也幸亏是有了御医们的前期治疗,否则没了这屋子的药味压制,怕是能熏跑不少类似鱼寒这种不学无术还指望大发横财的小骗子。
“本王抱病在身,未能恭迎,还望东莱先生勿怪!”不愧是传说中宽宏厚道的魏王,即使是落到了如今这凄惨样子,也还没忘记礼贤下士。
瞧他这样子,怕是一时半会儿地还咽不了气?说不定运气稍好一点,躺上个一年半载的也能不药而愈?
魏王的谦逊换来了吕祖谦的感动,也使得某个小混蛋在做出恶意揣测之余更信心陡增。
“敢问魏王殿下,您可是在此屋被毒虫叮咬?”为了那千金悬赏,更是为了不在短时间内就被人揭穿真面目,鱼寒拿出了专业人士的专业态度,没有选择跟魏王闲聊。
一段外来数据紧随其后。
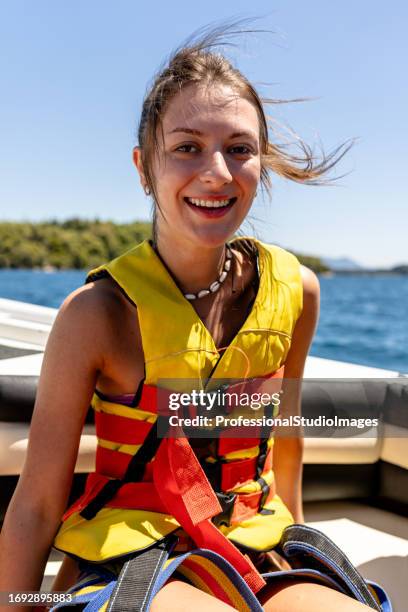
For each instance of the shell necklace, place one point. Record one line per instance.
(213, 288)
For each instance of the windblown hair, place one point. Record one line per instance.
(198, 61)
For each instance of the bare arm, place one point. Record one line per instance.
(71, 364)
(288, 451)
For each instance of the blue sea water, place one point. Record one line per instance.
(364, 319)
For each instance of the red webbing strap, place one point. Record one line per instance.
(188, 496)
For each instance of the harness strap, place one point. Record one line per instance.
(304, 546)
(134, 472)
(136, 580)
(189, 497)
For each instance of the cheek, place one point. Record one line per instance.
(251, 173)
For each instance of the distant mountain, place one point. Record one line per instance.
(341, 263)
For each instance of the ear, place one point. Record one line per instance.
(137, 160)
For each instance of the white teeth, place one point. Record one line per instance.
(208, 203)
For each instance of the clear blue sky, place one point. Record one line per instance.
(73, 74)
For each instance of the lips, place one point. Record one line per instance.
(211, 204)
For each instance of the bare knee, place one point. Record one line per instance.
(178, 596)
(309, 597)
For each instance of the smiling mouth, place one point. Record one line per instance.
(212, 204)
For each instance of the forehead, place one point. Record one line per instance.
(213, 107)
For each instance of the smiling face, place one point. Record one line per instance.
(208, 165)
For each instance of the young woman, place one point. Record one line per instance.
(191, 304)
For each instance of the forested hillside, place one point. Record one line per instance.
(77, 243)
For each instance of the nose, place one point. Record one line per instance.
(215, 170)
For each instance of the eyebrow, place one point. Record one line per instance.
(198, 133)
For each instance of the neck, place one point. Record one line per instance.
(194, 267)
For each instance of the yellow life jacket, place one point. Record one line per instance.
(177, 344)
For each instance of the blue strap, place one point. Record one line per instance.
(100, 598)
(385, 602)
(222, 564)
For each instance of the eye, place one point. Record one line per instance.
(241, 150)
(188, 147)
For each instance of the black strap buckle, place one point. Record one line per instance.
(227, 501)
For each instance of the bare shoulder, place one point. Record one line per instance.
(311, 285)
(96, 305)
(93, 318)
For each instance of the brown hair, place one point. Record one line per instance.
(198, 62)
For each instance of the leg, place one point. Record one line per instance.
(178, 596)
(308, 597)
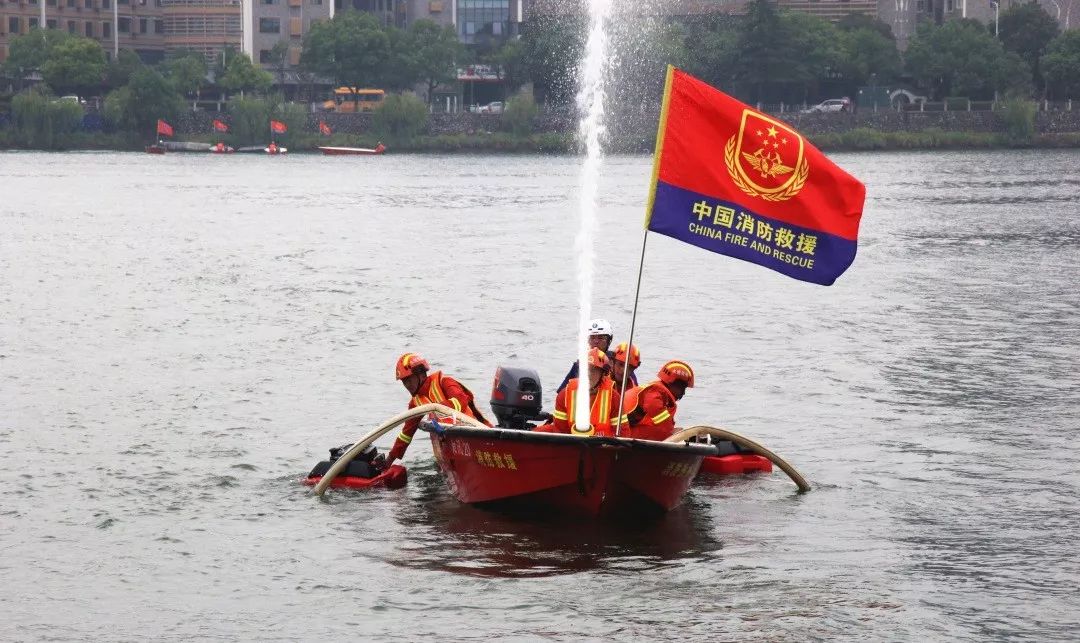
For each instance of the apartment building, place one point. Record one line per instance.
(136, 25)
(204, 26)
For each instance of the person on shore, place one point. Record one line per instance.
(599, 336)
(412, 370)
(621, 362)
(649, 411)
(602, 401)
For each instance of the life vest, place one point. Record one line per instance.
(601, 413)
(433, 393)
(649, 427)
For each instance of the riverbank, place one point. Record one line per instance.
(561, 143)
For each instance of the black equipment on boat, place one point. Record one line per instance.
(516, 398)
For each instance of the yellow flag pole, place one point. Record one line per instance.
(661, 129)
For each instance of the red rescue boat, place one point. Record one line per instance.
(351, 151)
(592, 476)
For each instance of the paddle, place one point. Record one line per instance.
(685, 434)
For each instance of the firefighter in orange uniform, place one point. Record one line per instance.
(649, 411)
(619, 364)
(602, 397)
(412, 370)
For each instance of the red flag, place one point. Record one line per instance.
(740, 183)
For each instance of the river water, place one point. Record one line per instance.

“这位就是东莱先生所言的小神医吧?”或许是因为身体状况确实不允许说太多废话,魏王忽略了鱼寒的无礼,主动解释道:“本王此疾乃是月前起于书房之内!”
“哦!却不知王爷可方面让小生……”这才合理嘛,若是躺在床上被咬了,那肯定不止是四肢遭殃,说不定还得……
“小神医这边请!”看来已经不止是鱼寒一个人提出过这种要求,小厮在得到许可之后也是非常迅速地担当起了带路人,只留下吕祖谦继续在这里陪同魏王闲聊。
“魏王喜欢夜读?”桌案上的烛台引起了鱼寒的注意,瞧那些燃了半截的蜡烛,应该是在出事之后就没有得到及时更换。
“敢叫小神医得知,王爷殿下……”反正是不要钱的恭维话,为了能更好在王府办差的小厮当然也不会吝啬。
“王爷是用此物取暖?”指了指屋内的那个大炭炉,鱼寒似乎也不再怀疑魏王确实有能力为了治病而开出千金悬赏。
就这瞧上去应该是纯铜铸造的大家伙,少说也得有百十来斤。即使不考虑这精美的做工,仅是搬了回去砸成碎片进行兜售,那也足够让自己等人过个大肥年了!
“小神医好眼力,此物乃是太上皇念及王爷自幼体弱,故而……”能够被摆在魏王书房内的东西,又岂是什么寻常物件?而说到这个大炭炉,小厮更是一脸的骄傲。
“炉子不错,只是……”绕着书房仔细打量了一圈,鱼寒也终于发现了一个显得有些不太协调的方,有些怀疑地指着角落处那堆黑乎乎的东西道:“你该不会告诉我,王爷就是用那些破烂取暖的吧?”